Question about dimension of regular local rings Let $A$ be a regular Noetherian local ring and $p \in \mathrm{Spec}(A)$. This implies that $A_p$ is also regular, i.e., the vector space $p/p^2 \otimes k(p)$ has dimension equal to $\dim A_p$.
Question:

Assuming that $A/p$ is also regular, is it true that $p/p^2$ is a free $A/p$-module of rank equal to $\dim A_p$?

 A: Since the precise reference has not come through in the comments, let me try to answer my own question.

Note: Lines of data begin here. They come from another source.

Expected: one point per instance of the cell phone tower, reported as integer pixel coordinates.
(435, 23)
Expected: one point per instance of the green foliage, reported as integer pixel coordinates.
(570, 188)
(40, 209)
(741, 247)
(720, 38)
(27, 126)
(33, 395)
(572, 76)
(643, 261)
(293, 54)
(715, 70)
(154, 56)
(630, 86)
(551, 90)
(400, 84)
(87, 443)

Let $m$ be the maximal ideal of $A$ and $k = A/m$. Since $A/p$ is regular we get that the $k$-dimension of $m/(m^2 + p)$ is equal to $\dim A - \dim A_p$.
We have the exact sequence of $k$-vector spaces:
$$0 \to p/(p \cap m^2) \to m/m^2 \to m/(p+m^2) \to 0.$$
Hence the $k$-dimension of $p/(p \cap m^2)$ is equal to $\dim A_p$. Since $pm = p \cap m^2$ (indeed, if $m_1m_2 \in p$ and $m_1,m_2 \in m$ then $m_1m_2 \in pm$, giving $p \cap m^2 \subset pm$. The other inclusion is trivial.) we get that the $k$-dimension of $p/pm$ is equal to $\dim A_p$. In particular, due to Nakayama, one can find $r_1,\ldots, r_{\dim A_p} \in p$ that are $A$-generators $p$.
Since $ht(r_1,\ldots, r_{\dim A_p})=\dim A_p$ and $A$ is Cohen-Macaulay, by Matsumura Thm. 17.4.iii we get that $r_1,\ldots, r_{\dim A_p}$ forms a maximal regular sequence inside $p$.
Now by Matusumura Thm 16.2 we get that $p/p^2$ is a a free $A/p$-module of rank equal to $\dim A_p$, as desired.